Propriété intellectuelle

Artificial Intelligence and patent prior art

On April 30, 2024, the USPTO launched an RFC (Request for Comments) inviting the public to comment by July 29, 2024 on the issue to know whether content generated by generative tools may be considered as prior art, and the impact such tools may have on the notion of a person having ordinary skilled in the art (PHOSITA).

This RFP is the second step in a process begun by the USPTO on February 13, 2024, when it adopted Inventorship Guidance for AI-Assisted Inventions, in which the USPTO recognized that such inventions may give rise to the grant of a patent, provided that the human being has made a significant contribution and that the grant of the patent appears to be a justified reward for such effort. With the rapid progress of these systems, the question of where the cursor should be placed on this human contribution remains open.

While the use of an artificial intelligence system as an assisting tool does not, in my view, rightly exclude the granting of a patent, the question remains as to whether the state of the art should include content generated using generative tools. This is the purpose of the RFP launched on April 30, 2024.

Far from being an academic issue, the question is all the more acute given that some companies, such as All Prior Art, make a point of generating enforceable disclosures through such tools. In his blog, Ryan N. Phelan highlights the central role played by human beings in the patent law system, and the importance attached by US courts to the fact that invention includes the idea of “conception”, which requires a mental step specific to human beings (Univ. of Utah v. Max-Planck-Gesellschaft Zur Forderung Der Wissenschaften E.V., 734 F.3d 1315, 1323 (Fed. Cir. 2013)). From this, Ryan N. Phelan deduces that such prior art might not be enforceable for lack of having been “conceived” by a human being.

However, this overlooks the fact that this case law was issued in relation to the question of whether an invention is patentable, which patentability requires a human contribution. However, a disclosure may be part of prior art without being patentable, and therefore without necessarily testifying to a human “conception”.

Given that the novelty of the invention has to be assessed objectively on a worldwide scale, we may well ask whether such content generated by generative tools should not “objectively” form part of the state of the art. At most, the question could arise as to whether prior art which is not sufficiently “reduced to practice”, to use the American terminology, and which does not enable a PHOSITO to execute it, should be enforceable.

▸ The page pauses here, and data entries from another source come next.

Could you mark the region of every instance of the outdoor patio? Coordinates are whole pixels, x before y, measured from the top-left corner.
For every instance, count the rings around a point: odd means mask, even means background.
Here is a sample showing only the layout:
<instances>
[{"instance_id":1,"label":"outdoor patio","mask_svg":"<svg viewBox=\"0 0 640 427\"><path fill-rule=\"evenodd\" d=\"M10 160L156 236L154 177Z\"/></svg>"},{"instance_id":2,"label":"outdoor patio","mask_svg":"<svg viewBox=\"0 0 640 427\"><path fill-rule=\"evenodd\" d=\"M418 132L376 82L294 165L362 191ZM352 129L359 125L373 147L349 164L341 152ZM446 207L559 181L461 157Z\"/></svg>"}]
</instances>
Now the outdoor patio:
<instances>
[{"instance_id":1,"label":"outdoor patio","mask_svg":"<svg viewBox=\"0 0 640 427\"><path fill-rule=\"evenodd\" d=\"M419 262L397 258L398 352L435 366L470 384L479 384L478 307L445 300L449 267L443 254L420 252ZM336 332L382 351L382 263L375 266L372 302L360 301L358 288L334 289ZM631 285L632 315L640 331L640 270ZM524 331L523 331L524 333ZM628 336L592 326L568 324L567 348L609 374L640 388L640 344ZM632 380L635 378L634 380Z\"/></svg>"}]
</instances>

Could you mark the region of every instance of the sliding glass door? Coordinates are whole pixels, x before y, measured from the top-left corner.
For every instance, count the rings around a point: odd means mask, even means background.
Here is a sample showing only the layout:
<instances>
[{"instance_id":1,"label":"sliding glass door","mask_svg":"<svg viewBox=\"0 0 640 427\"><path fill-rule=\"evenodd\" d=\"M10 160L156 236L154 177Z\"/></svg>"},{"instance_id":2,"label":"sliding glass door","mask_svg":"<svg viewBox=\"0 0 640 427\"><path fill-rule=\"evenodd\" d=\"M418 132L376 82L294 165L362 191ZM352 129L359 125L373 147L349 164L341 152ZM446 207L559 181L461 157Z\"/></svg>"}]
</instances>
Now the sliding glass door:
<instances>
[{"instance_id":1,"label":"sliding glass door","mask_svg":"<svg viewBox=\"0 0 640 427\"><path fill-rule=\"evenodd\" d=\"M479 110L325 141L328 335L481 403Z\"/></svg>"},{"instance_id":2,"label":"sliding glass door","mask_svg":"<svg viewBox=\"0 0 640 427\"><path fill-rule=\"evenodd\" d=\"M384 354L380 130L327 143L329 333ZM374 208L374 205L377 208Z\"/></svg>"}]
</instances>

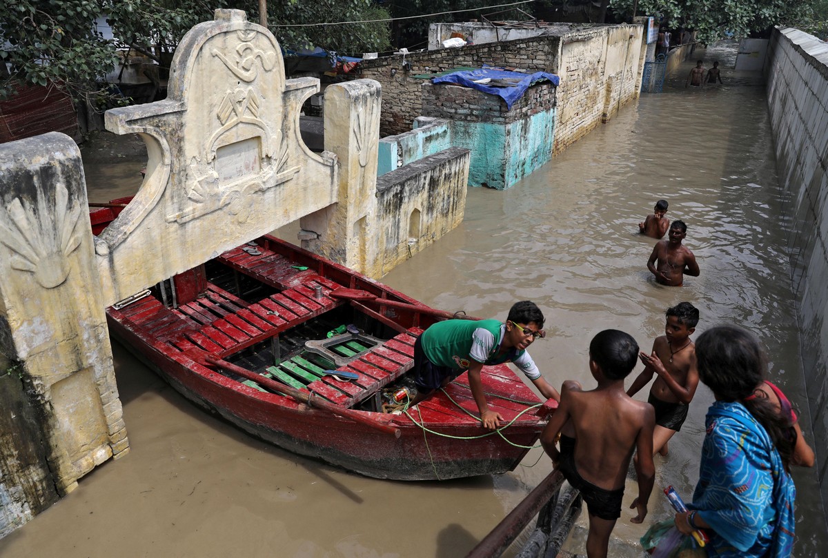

The development of these tools therefore raises fundamental questions about the innovation process and the role played by patent law in this respect. At a time when innovations may increasingly be the result of the use of generative tools, the fundamental question arises as to what should or should not be protected, and under what conditions. Should we rethink the concept of novelty? Or that of the PHOSITO? Should patents only be granted to those who not only “conceive” the invention, but are also in a position to exploit it industrially? The questions are manyfold, and so are the possible answers. These answers and their implementation will have a considerable impact on innovation processes. It’s up to each and every one of us to contribute to this effort of reflection, which certainly deserves a global and collective approach.